So some of the ways we expect to leverage that success. First, expanding Curry throughout the upcoming All-Star game, the playoffs, hopefully the finals and then the Olympics later this fall. Then ultimately, we will elevate even further when we launch the Curry Three later this year.

We're also this year, going to be entering the golf category, with the most exciting player on the planet, as well as the number one player in the world in Jordan Spieth, where we have a new line of footwear that will be debuting around the Masters.

In addition, we're going to be doubling our running styles prices over $100, led by Slingshot and Slingride, the net offerings that we have. In 2012, we had just one. Today, we will have more than eight over $100. We're also going to be doing things like debuting our first smart shoe, the Speedform Gemini 2 RE which means record equipped.

That's going to be at $150 price point, a $20 premium to the standard $130 Gemini price point.

Then as I mentioned a little bit earlier and back to our roots of success of Cam Newton, who will be playing next week in the Super Bowl, wearing the Highlight Cleat that depending on where you look is the number one selling cleat in America, at the highest price point, continuing to drive us toward becoming the number one America football cleat in the market.

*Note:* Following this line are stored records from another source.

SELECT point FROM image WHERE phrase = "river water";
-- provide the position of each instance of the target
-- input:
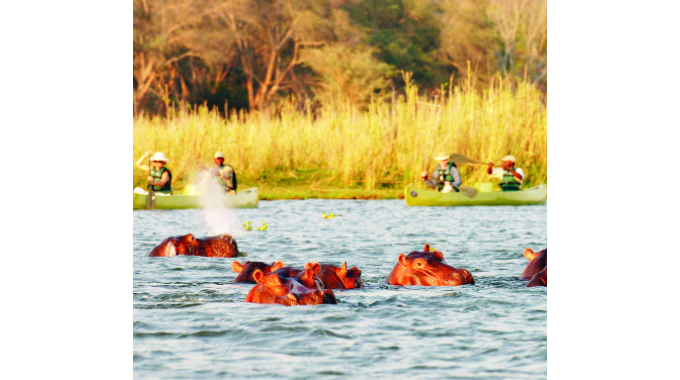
(191, 322)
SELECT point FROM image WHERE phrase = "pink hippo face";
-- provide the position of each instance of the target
(188, 245)
(245, 271)
(334, 277)
(428, 269)
(273, 288)
(539, 279)
(537, 261)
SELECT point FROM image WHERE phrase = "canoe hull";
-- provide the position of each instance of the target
(247, 198)
(420, 197)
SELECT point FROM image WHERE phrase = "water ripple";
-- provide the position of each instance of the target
(189, 321)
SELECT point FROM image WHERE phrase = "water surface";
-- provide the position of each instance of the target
(191, 322)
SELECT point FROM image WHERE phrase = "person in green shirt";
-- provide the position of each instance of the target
(511, 177)
(224, 174)
(446, 177)
(159, 177)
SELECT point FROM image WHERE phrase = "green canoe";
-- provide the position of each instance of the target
(420, 197)
(246, 198)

Again, a goal thought to be impossible back in 2006. So I want to say it's a small category. It's domestic only. Our brand, our presence, our ability to drive ASPs have never been stronger in North America. I believe that footwear is the best example we have of how we're truly just getting started.

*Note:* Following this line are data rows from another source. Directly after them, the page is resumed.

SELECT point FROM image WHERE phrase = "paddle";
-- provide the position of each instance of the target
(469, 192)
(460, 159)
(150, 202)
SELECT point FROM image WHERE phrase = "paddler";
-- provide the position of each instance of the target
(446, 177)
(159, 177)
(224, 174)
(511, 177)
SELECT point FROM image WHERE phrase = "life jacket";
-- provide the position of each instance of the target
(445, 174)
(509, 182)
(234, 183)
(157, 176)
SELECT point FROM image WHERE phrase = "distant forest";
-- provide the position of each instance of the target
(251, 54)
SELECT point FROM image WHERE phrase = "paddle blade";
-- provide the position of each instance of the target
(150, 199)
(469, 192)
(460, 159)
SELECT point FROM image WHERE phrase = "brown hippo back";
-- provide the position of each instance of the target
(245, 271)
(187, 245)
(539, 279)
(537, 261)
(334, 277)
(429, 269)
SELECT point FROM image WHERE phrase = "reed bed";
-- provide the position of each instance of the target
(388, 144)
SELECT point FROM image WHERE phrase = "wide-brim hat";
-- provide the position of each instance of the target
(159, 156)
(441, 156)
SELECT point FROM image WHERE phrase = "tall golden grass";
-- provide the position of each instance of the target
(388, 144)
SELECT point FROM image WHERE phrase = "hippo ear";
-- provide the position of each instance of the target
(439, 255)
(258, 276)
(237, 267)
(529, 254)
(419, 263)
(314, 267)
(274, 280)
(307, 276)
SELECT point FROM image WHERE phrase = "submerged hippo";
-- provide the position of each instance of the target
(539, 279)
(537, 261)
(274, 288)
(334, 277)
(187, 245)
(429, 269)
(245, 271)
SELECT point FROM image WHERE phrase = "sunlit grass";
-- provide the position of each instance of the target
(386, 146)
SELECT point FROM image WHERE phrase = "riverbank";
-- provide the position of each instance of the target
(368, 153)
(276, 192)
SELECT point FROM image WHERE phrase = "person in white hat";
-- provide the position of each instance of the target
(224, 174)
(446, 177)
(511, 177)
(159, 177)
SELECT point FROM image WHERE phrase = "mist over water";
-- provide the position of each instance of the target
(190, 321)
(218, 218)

So let me take a second and just talk about North America. I want to level set the context of how our distribution is aligned. So often, we're compared to our competition. Well, our largest competitor in North America has approximately 24,000 points of distribution just in North America. At Under Armour, we have 11,000.

We have the ability to expand that but we haven't. We have stayed committed to our sporting goods, to our mall, to our department stores channel.

Again, this doesn't make going anywhere else impossible for us but it certainly makes it an opportunity particularly as we add things like the new merchandising team which just joined and frankly, were just input in Under Armour through 2015. To be clear, prior to 2015, we did not have a merchandising team.

So our structure has changed and frankly, it has evolved. We talk about North American growth. In the third quarter in North America, we grew 25%. In the fourth quarter in North America, we grew 26%. I don't know if I would call that accelerating, but I would certainly call it strong. So the way this is happening, one simple word -- one simple phrase.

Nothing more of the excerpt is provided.